Auris

Wollen wir das totale Bild?

Anmerkungen zur größten Bilderschau aller Zeiten


Sage einer, dies wären keine Zeiten für Superlative. Da reibt sich hierzulande die Kunstszene ungläubig die Augen und müht sich sichtlich überfordert, vor den rund 50 bildgewaltigen Hochglanzprints von Andreas Gursky Haltung zu wahren oder erst eine zu finden. Zumal diese maßstabsgerecht auf einer Fläche von 1.800 Quadratmetern präsentiert werden im ehemaligen NS-Repräsentationsbau des Münchner Hauses der Kunst, flankiert vom lapidaren Statement des Meisters höchstselbst, der verkündet, dass die Räume wie für seine Bilder geschaffen seien. Derweil kapituliert die Kunstkritik vor den strömenden Besuchermassen und den hochgradig ambivalenten Überwältigungseffekten, die die Großformate hervorrufen. Die Medienmaschinerie läuft von den Tagesthemen bis zur Bild-Zeitung auf Hochtouren. Keine Frage: So etwas hat es in der Geschichte der Fotografie zumindest in diesem Lande noch nicht gegeben. Selbst die tageszeitung, ansonsten eher eine nüchterne Analytikerin jedweder Medienhysterie, attestiert unverhohlen „das totale Bild“ und „Panoramen des Unermesslichen“. Eine Ungeheuerlichkeit, mag manch einer denken. Dabei ist das ein Nichts gegenüber dem, was den Besucher der Gursky-Megashow in jenen Tagen erst draußen vor der Tür erwartet.
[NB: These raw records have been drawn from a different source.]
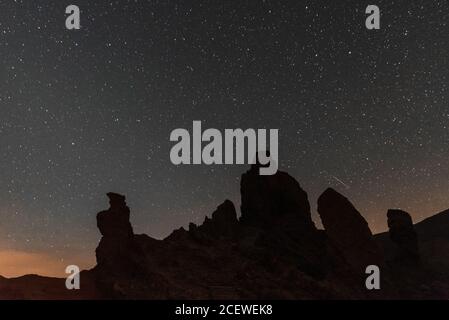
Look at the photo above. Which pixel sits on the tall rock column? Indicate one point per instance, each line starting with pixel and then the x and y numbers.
pixel 403 234
pixel 349 231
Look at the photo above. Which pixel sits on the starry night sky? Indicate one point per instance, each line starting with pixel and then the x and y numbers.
pixel 90 111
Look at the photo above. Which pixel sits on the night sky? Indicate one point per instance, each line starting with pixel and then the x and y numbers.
pixel 90 111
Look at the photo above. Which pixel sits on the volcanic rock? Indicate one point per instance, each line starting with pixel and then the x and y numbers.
pixel 403 234
pixel 349 231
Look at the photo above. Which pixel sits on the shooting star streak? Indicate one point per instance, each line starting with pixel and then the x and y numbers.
pixel 341 182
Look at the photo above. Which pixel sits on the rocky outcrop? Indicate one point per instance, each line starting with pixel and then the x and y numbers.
pixel 273 252
pixel 403 235
pixel 279 209
pixel 349 231
pixel 223 224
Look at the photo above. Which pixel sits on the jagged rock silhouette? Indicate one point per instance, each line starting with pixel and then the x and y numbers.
pixel 349 231
pixel 274 251
pixel 403 234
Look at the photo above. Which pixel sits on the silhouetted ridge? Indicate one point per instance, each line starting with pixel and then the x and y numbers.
pixel 403 234
pixel 348 230
pixel 273 252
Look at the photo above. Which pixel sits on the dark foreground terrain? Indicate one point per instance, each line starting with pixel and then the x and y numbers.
pixel 274 251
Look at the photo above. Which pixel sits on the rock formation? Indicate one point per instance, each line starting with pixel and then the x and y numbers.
pixel 349 231
pixel 273 252
pixel 403 234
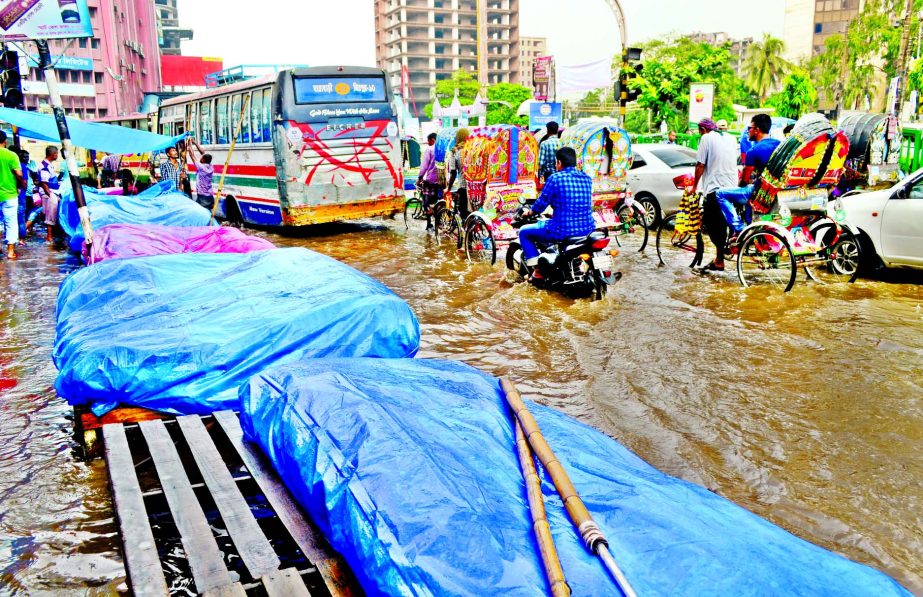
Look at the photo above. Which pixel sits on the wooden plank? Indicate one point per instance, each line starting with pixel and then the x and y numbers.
pixel 252 545
pixel 337 576
pixel 234 590
pixel 285 583
pixel 202 552
pixel 87 421
pixel 145 575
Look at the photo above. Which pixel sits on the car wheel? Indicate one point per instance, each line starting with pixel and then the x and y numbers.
pixel 652 209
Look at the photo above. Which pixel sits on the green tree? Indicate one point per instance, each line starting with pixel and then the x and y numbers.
pixel 671 66
pixel 764 65
pixel 513 96
pixel 463 82
pixel 798 96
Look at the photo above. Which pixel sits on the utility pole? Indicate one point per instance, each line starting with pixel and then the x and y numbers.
pixel 67 147
pixel 481 10
pixel 904 56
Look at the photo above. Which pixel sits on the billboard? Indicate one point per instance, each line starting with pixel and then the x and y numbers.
pixel 543 78
pixel 187 71
pixel 44 19
pixel 541 113
pixel 701 101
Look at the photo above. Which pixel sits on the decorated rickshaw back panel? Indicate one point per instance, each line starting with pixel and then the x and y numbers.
pixel 802 169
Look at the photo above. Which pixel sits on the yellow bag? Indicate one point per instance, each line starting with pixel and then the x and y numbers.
pixel 689 216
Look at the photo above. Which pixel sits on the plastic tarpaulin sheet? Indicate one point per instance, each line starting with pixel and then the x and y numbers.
pixel 409 468
pixel 181 333
pixel 118 241
pixel 100 136
pixel 160 204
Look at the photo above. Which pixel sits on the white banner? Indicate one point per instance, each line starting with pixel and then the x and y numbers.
pixel 701 101
pixel 584 77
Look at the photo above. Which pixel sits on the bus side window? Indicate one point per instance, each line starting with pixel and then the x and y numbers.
pixel 245 128
pixel 221 117
pixel 206 124
pixel 266 120
pixel 256 109
pixel 234 117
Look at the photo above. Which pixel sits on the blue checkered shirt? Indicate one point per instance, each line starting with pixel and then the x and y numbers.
pixel 546 159
pixel 170 172
pixel 570 194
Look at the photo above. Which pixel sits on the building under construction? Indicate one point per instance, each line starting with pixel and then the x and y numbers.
pixel 419 42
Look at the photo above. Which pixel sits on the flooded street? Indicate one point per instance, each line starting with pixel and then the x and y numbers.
pixel 805 408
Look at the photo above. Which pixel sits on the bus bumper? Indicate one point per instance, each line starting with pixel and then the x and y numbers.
pixel 305 215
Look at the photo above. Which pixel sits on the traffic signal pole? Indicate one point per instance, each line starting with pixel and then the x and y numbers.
pixel 67 147
pixel 623 89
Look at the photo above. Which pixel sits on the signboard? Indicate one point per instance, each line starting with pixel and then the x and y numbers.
pixel 187 71
pixel 335 90
pixel 65 62
pixel 68 89
pixel 541 113
pixel 701 101
pixel 542 76
pixel 44 19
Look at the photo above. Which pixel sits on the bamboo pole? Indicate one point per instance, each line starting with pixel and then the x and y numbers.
pixel 579 515
pixel 549 554
pixel 227 160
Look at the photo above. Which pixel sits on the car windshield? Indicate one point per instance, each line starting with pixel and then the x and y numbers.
pixel 675 158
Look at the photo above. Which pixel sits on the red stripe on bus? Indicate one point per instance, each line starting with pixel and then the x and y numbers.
pixel 242 170
pixel 257 200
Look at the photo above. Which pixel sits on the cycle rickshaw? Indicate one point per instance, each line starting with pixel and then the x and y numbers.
pixel 794 222
pixel 604 153
pixel 499 164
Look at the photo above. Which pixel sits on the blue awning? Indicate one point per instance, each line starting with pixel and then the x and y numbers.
pixel 110 138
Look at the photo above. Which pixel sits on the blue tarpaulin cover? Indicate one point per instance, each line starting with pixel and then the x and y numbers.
pixel 409 469
pixel 160 204
pixel 181 333
pixel 100 136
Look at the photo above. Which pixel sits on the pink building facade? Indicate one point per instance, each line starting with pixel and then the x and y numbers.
pixel 109 74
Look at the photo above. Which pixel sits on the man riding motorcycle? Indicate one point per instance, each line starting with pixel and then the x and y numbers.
pixel 569 192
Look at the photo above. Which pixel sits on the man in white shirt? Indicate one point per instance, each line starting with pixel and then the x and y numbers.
pixel 716 169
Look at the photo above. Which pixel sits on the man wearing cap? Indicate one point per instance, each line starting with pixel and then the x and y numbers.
pixel 716 169
pixel 728 137
pixel 754 164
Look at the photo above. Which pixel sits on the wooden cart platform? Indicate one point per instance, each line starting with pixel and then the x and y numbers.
pixel 200 511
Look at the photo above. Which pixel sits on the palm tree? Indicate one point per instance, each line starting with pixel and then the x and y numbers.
pixel 764 67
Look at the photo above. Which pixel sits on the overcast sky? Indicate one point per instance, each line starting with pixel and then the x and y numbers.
pixel 341 32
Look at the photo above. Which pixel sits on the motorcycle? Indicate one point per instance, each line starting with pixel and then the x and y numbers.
pixel 578 266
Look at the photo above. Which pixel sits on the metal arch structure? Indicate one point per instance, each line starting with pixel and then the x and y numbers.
pixel 616 8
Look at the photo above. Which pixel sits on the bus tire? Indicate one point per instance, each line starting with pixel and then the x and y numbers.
pixel 232 213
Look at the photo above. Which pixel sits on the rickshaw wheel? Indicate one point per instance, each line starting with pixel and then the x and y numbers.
pixel 479 241
pixel 413 210
pixel 841 254
pixel 632 232
pixel 448 226
pixel 511 263
pixel 765 258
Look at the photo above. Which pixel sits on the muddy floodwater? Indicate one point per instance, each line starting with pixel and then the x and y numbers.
pixel 805 408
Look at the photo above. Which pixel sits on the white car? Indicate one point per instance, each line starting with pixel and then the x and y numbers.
pixel 891 222
pixel 658 175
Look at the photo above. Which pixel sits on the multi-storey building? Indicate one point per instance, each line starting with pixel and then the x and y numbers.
pixel 736 47
pixel 433 38
pixel 808 23
pixel 108 74
pixel 171 34
pixel 529 49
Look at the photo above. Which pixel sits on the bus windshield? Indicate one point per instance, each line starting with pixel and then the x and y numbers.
pixel 337 90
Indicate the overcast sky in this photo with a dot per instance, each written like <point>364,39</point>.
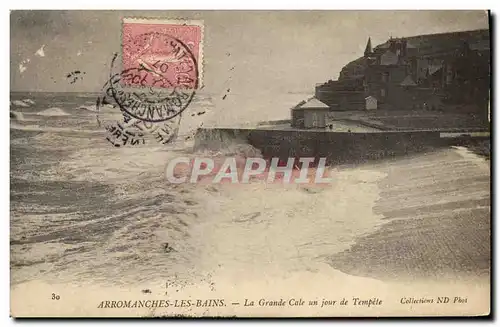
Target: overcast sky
<point>270,51</point>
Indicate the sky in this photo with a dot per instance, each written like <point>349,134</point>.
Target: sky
<point>251,52</point>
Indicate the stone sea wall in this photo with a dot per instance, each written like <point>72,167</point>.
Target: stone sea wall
<point>337,147</point>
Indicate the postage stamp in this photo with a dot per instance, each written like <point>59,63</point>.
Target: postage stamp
<point>161,69</point>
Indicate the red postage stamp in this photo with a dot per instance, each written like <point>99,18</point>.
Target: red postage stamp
<point>162,53</point>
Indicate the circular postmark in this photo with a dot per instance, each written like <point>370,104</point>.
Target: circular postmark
<point>157,83</point>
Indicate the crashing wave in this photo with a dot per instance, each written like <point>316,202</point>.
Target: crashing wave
<point>17,115</point>
<point>38,128</point>
<point>224,142</point>
<point>53,112</point>
<point>20,103</point>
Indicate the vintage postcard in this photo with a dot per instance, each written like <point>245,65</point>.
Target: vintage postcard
<point>250,163</point>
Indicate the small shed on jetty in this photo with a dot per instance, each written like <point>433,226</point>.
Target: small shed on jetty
<point>310,114</point>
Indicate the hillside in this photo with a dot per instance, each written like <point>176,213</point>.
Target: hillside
<point>431,45</point>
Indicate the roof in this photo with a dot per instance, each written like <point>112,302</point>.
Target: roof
<point>313,103</point>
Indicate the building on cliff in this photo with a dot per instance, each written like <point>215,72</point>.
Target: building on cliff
<point>448,71</point>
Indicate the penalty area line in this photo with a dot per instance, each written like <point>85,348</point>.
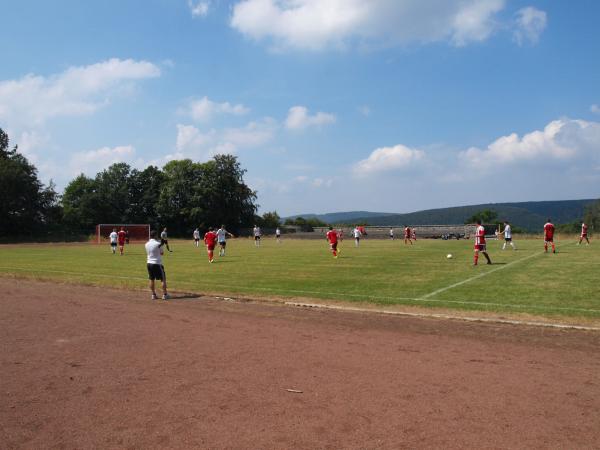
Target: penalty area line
<point>445,316</point>
<point>476,277</point>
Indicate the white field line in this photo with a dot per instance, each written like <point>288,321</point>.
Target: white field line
<point>445,316</point>
<point>476,277</point>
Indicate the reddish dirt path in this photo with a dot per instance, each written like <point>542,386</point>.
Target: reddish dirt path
<point>85,367</point>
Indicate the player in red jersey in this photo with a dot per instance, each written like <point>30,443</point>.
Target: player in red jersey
<point>407,235</point>
<point>480,245</point>
<point>584,234</point>
<point>332,237</point>
<point>121,236</point>
<point>549,236</point>
<point>210,238</point>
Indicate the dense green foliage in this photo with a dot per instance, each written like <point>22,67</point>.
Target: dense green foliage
<point>183,195</point>
<point>26,205</point>
<point>379,271</point>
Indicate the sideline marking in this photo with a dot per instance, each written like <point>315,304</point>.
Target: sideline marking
<point>445,316</point>
<point>439,291</point>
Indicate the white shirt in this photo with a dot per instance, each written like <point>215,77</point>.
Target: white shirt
<point>154,252</point>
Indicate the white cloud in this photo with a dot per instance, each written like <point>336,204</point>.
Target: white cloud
<point>298,118</point>
<point>33,99</point>
<point>204,109</point>
<point>561,141</point>
<point>386,159</point>
<point>194,143</point>
<point>92,161</point>
<point>318,24</point>
<point>199,9</point>
<point>530,24</point>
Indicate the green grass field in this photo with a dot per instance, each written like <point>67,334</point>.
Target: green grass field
<point>380,271</point>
Vielleicht wird man zunächst einmal durchatmen und noch nichts bemerken. Doch dann, ein erstes Bild, ein sichtlich ruhiges, auf Fernwirkung angelegt, irgendwie wohltuend, fast kontemplativ. Es wird wohl nicht das einzige bleiben. Den Besucher erwarten diesmal in der Summe einemillionachthunderttausend Quadratmeter pures Bild (in Zahlen: 1.800.000 qm, dies entspricht umgerechnet 1.000 Gursky-Shows). Präsentiert auf insgesamt 202.000 Bildflächen im Großformat, in insgesamt 82 Großstädten über 100.000 Einwohner, bundesweit. Es handelt sich schlichtweg um die größte Bilderschau aller Zeiten, fast über Nacht gehängt. Ein visueller Overkill, platziert im öffentlichen Raum, aus 27 Bildern komponiert und für zehn Tage omnipräsent. Willkommen in der Ausstellung, die Auris heißt!

Auris? Manch einer mag sich ans Lateinische erinnern und an Gold oder Ohren denken. Eine Landgemeinde in Frankreich soll so heißen. Leser dieser Zeitung werden mit der Wortneuschöpfung sicher auch Vertrautes verbinden. „Die Aura ist [die] Erscheinung einer Ferne, so nah das sein mag, was sie hervorruft“, sagte einmal Walter Benjamin. Es scheint so, als hätten die Macher dieser Werbeausstellung all die Bedeutungsbezüge ihrer Wortschöpfung für den neuen Toyota-Mittelklassewagen, der den VW Golf als Volksmobil ablösen soll, wie eine Regieanweisung beherzigt. Denn ihre Motive kreisen unentwegt um den güldenen Blick in die Ferne, der natürlich ein Blick auf den neuen Fetisch ist und als Erscheinung daherkommt. Ihm zu entkommen ist schlichtweg unmöglich. „Augen auf“ heißt es denn auch programmatisch im Slogan des japanischen Autokonzerns, der immer noch postuliert, dass ihm nichts unmöglich sei. Und ausnahmslos alle gucken hin.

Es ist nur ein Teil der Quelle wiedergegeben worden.